Tom has already articulated his personal thoughts regarding this component of proactive planning.

Dianne and I also offer strategic services to provide guidance when this happens. Most clients begin by bringing care into the home and we help them hire and train personnel. Such resources can be combined with an adult day health program. Eventually, residential services in an assisted living facility or a long-term care facility that specializes in memory care becomes the only alternative.

Accept that you must take care of yourself as well. 

As the authors describe it, “Put on your own oxygen mask first.” 
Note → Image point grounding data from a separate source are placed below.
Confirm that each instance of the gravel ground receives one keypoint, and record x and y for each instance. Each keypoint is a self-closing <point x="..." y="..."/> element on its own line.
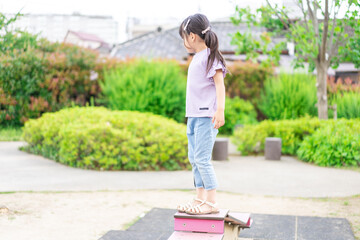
<point x="89" y="215"/>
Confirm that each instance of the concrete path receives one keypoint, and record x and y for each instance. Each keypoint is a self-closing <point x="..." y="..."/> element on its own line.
<point x="20" y="171"/>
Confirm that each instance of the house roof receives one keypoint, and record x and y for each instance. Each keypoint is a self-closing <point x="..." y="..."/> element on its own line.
<point x="168" y="44"/>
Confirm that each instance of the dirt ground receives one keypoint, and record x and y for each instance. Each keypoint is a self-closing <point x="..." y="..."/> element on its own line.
<point x="89" y="215"/>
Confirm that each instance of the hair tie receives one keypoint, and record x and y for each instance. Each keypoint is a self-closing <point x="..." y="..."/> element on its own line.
<point x="207" y="29"/>
<point x="186" y="24"/>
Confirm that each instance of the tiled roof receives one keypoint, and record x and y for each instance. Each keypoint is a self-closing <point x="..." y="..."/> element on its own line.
<point x="168" y="44"/>
<point x="87" y="36"/>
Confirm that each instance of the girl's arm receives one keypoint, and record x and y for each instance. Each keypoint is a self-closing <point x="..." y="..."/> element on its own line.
<point x="219" y="118"/>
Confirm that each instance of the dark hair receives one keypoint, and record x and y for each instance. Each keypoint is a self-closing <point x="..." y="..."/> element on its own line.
<point x="197" y="23"/>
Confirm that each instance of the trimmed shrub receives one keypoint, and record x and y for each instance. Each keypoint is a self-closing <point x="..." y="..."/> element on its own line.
<point x="348" y="104"/>
<point x="289" y="96"/>
<point x="251" y="138"/>
<point x="335" y="144"/>
<point x="98" y="138"/>
<point x="237" y="112"/>
<point x="147" y="86"/>
<point x="246" y="79"/>
<point x="45" y="78"/>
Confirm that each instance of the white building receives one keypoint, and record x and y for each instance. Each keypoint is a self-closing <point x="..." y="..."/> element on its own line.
<point x="54" y="27"/>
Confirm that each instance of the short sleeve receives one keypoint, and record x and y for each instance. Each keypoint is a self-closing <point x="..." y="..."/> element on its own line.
<point x="216" y="65"/>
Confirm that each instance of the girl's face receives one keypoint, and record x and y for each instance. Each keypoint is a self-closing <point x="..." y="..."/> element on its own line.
<point x="189" y="42"/>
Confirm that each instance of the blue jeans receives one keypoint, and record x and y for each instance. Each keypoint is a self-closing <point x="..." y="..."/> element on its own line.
<point x="201" y="138"/>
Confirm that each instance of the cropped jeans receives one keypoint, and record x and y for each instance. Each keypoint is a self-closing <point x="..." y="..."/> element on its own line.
<point x="201" y="138"/>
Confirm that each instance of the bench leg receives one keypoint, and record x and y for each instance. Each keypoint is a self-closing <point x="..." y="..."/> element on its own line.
<point x="231" y="232"/>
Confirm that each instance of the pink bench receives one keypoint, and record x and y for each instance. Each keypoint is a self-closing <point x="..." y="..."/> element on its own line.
<point x="224" y="225"/>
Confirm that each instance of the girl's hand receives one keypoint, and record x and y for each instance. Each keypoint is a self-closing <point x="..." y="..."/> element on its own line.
<point x="219" y="119"/>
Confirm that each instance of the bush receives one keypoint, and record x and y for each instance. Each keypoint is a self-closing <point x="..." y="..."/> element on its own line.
<point x="147" y="86"/>
<point x="335" y="144"/>
<point x="348" y="104"/>
<point x="97" y="138"/>
<point x="246" y="80"/>
<point x="237" y="112"/>
<point x="289" y="96"/>
<point x="251" y="138"/>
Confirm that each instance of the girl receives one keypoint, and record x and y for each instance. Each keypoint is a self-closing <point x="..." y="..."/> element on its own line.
<point x="205" y="105"/>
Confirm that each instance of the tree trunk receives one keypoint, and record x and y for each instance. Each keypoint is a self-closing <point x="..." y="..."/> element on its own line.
<point x="322" y="105"/>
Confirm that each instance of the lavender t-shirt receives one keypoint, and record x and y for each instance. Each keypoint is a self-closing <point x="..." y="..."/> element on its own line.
<point x="200" y="88"/>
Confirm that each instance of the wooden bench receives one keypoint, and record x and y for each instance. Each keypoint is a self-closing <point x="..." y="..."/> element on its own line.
<point x="224" y="225"/>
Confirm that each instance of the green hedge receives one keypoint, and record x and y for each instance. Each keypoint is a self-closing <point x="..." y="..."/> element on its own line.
<point x="237" y="112"/>
<point x="335" y="144"/>
<point x="289" y="96"/>
<point x="98" y="138"/>
<point x="348" y="104"/>
<point x="45" y="78"/>
<point x="146" y="86"/>
<point x="251" y="138"/>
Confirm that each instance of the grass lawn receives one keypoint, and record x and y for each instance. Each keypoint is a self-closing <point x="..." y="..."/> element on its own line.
<point x="10" y="134"/>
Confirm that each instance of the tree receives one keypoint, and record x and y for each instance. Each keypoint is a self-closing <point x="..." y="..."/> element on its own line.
<point x="327" y="33"/>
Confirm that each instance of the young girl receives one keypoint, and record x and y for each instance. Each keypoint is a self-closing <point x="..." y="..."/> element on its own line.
<point x="205" y="105"/>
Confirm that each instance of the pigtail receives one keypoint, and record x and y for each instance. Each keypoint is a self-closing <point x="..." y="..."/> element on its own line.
<point x="212" y="42"/>
<point x="200" y="25"/>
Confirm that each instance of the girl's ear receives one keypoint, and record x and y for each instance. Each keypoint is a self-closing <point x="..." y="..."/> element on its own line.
<point x="192" y="36"/>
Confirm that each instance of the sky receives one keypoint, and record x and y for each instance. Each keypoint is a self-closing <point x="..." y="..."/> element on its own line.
<point x="155" y="12"/>
<point x="122" y="9"/>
For busy families, this advice, while useful, can feel like they are being asked to do one more thing, thus increasing their stress. We try to be practical by first identifying activities that replenish the caregiver and then developing a concrete schedule to make them happen regularly. For some, it can be as simple as taking a daily walk with a friend or having a night off for social activity. For others, it may be taking many days away for a vacation. With creative planning, time can be carved out and we find it results in both a smarter and more energized caregiver.

Final Thoughts 

Since we are both caregivers for loved ones with cognitive issues, Dianne and I were especially grateful to Dr. Brent Forester and Tom Harrison for combining phenomenal expertise, passion, and commitment in writing a book that is comprehensive, practical, reassuring, and hopeful. 

Thanks to them both for spending time with me and the reminder to treasure the memories that happen every day.